= Tongogara Refugee Camp =

Tongogara Refugee Camp is a refugee camp located near Chipinge, Zimbabwe, about 420 km southeast of Harare. It was established in 1984 after Zimbabwe had become independent from Great Britain, and took in refugees from Mozambique who were fleeing from the war between the government and the Mozambican National Resistance Movement (RENAMO). It is estimated that as many as 58,000 refugees had occupied the camp in 1994. After 1995, many of its members returned to Mozambique, and the camp closed; however, it reopened in 1998 to accommodate refugees from other African countries as well as Europe and Asia. In 2017, the population of the camp was about 10,000. The camp has been supported by United Nations High Commissioner for Refugees (UNHCR) for housing and clothing, and by United Nations World Food Program (WFP) for money and food, UNICEF for hygiene and sanitation, and other organizations such as Terre des hommes in Italy for health care and education. Geographical coordinates -20.349785, 32.309918.

==Population==
In the early 1990s, it was estimated about 60,000 people resided at the camp. In 2007, the populace was about 2,673. In 2010, about 3,200 people were housed at the camp. In 2017, it was estimated that about 8,982 of the 10,563 refugees to Zimbabwe have resided at the camp, with 6,713 from Democratic Republic of Congo, and 842 from Mozambique. Other countries include Burundi, Rwanda, Somalia, Ivory Coast, Mali, Ethiopia, Eritrea, Sudan, Syria, Kenya and South Africa.

==Education==
===Tongogara Primary School===

Tongogara Primary School was established within the camp, and in 2017, the school had 1,694 students. It is also home to a secondary school.

Tongogara Primary School is a primary school in the Tongogara Refugee Camp in Zimbabwe. The school is situated 18km along the dusty road which stretches from the Harare-Mutoko road. It is one of the few schools to have a bigger captivity of more than 5km in the recently resettlement areas of Hoyuyu in Mutoko District. The other neighbouring schools are Kushinga Secondary and Primary School and Nzira Secondary and Primary School (at Jani Growth Point, which is 27km South east of Mutoko Town).
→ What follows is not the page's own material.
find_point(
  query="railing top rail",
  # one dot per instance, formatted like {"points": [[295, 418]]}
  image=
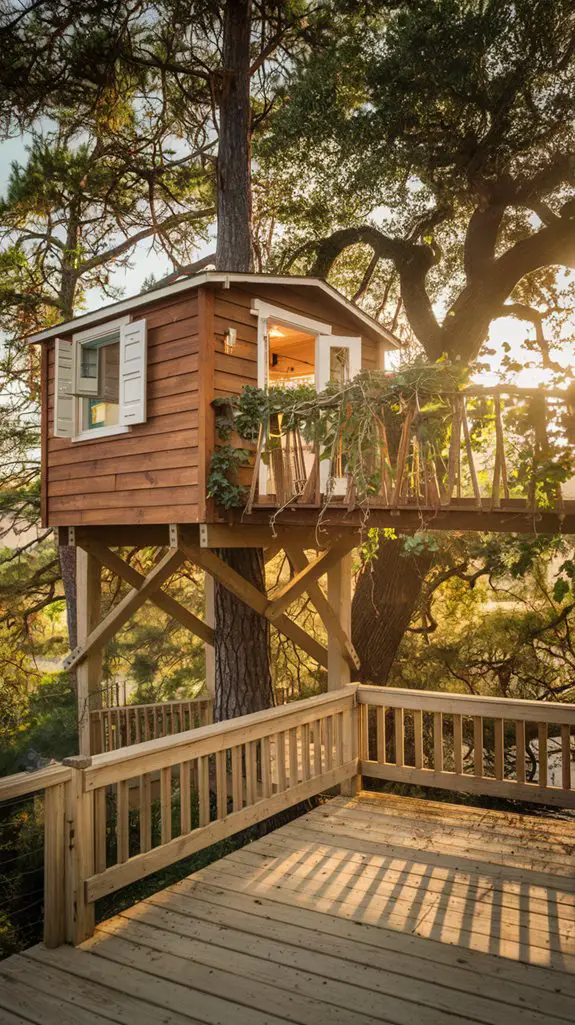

This school was opened in 1970 when local residence placed a complaint to the Mutoko District council for being too relaxed in building more schools in Hoyuyu. Children as far as 15km were struggling to travel the long distances to nearby Jekwa Primary and Secondary school.

As of 2017, the school had about 1,700 students. It is reportedly suffering from a significant shortage of both teachers and supplies. The school educate students up to the seventh grade and is also a registered ZIMSEC primary examination center having more than 200 students siting for seventh grade final exams each year.

The school consist of 14 blocks each having 4 classrooms. 1 of these blocks is used as Science laboratories for chemical, physics and biology lessons. The other room is used as a computer laboratory. The school also has a well developed sport infrastructure, an artificial football pitch, basketball court, tennis court, swimming pool, gymnasium, volleyball court etc. The school won 3 consecutive achievements from 2016 for the best infrastructure development in Mutoko District.

=== Transformation Innovation Hub ===
The Transformation Innovation Hub (TIH) was created in 2020, by Evode Havyarimana Hakizimana and Kesiya Stamili Ramazani. TIH is a part of the Social Innovation Academy (SINA), which is a model that empowers young refugees through self-innovative exploration to create their own social enterprise. TIH has already assisted in the creation of 9 companies.